The result of all this for the client is the following failure of a management op:
{code}
Failed operation:
{
"operation" => "add",
"address" => [("extension" =>
"org.jboss.as.test.hc.extension")]
}
Response:
{
"outcome" => "failed",
"result" => undefined,
"failure-description" => {"WFLYDC0074: Operation failed or was
rolled back on all servers. Server failures:" => {"server-group" =>
{
"main-server-group" => {"host" => {"slave"
=> {"main-three" => "WFLYHC0153: Channel closed"}}},
"other-server-group" => {"host" => {"slave"
=> {"other-two" => "WFLYHC0153: Channel closed"}}}
}}},
"rolled-back" => true,
"server-groups" => {
"main-server-group" => {"host" => {
"master" => {"main-one" => {"response"
=> {
"outcome" => "failed",
"result" => [("HC" => "1.1.1")],
"rolled-back" => true
}}},
"slave" => {"main-three" => {"response"
=> {
"outcome" => "failed",
"result" => undefined,
"failure-description" => "WFLYHC0153: Channel
closed",
"rolled-back" => true
}}}
}},
"other-server-group" => {"host" => {"slave"

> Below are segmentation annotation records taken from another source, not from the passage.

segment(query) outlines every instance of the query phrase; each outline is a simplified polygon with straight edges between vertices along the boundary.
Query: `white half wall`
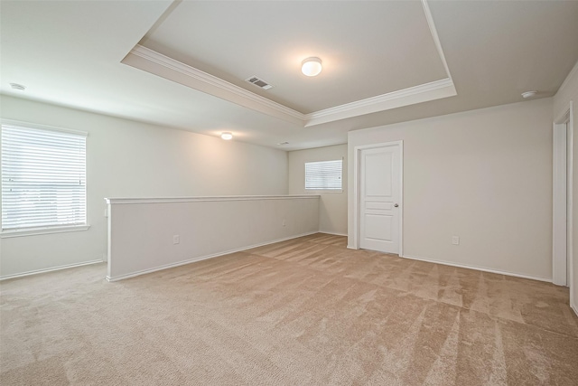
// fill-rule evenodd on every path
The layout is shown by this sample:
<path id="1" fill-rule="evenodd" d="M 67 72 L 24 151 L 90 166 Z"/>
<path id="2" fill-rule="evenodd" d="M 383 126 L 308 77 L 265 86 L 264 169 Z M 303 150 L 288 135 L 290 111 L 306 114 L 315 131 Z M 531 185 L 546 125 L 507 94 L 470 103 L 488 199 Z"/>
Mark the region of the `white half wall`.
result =
<path id="1" fill-rule="evenodd" d="M 107 278 L 109 280 L 315 233 L 319 230 L 319 196 L 315 195 L 109 199 L 107 202 L 110 215 Z"/>
<path id="2" fill-rule="evenodd" d="M 1 96 L 5 119 L 89 132 L 85 231 L 0 239 L 0 277 L 106 259 L 105 197 L 286 194 L 287 154 Z"/>
<path id="3" fill-rule="evenodd" d="M 316 191 L 319 202 L 319 231 L 347 234 L 347 144 L 296 150 L 288 153 L 289 194 L 305 194 L 305 163 L 343 159 L 343 191 Z"/>
<path id="4" fill-rule="evenodd" d="M 350 246 L 354 148 L 398 140 L 405 256 L 552 279 L 552 99 L 350 131 Z"/>
<path id="5" fill-rule="evenodd" d="M 558 119 L 564 115 L 570 104 L 573 105 L 573 254 L 572 274 L 570 275 L 570 306 L 578 315 L 578 62 L 554 96 L 554 119 Z"/>

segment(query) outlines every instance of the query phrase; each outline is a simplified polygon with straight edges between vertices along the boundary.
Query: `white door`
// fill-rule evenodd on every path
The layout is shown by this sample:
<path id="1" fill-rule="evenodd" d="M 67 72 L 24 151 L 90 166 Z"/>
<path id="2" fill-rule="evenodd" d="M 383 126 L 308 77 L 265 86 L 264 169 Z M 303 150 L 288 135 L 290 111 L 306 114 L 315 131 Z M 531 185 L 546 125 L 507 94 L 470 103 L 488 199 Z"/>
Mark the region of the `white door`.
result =
<path id="1" fill-rule="evenodd" d="M 359 247 L 399 254 L 401 145 L 359 153 Z"/>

=> {"other-two" => {"response" => {
"outcome" => "failed",
"result" => undefined,
"failure-description" => "WFLYHC0153: Channel
closed",
"rolled-back" => true
}}}}}
}
}
{code}
The "WFLYHC0153: Channel closed" failure is what is produced when an attempt is
made to invoke on a disconnected proxy controller.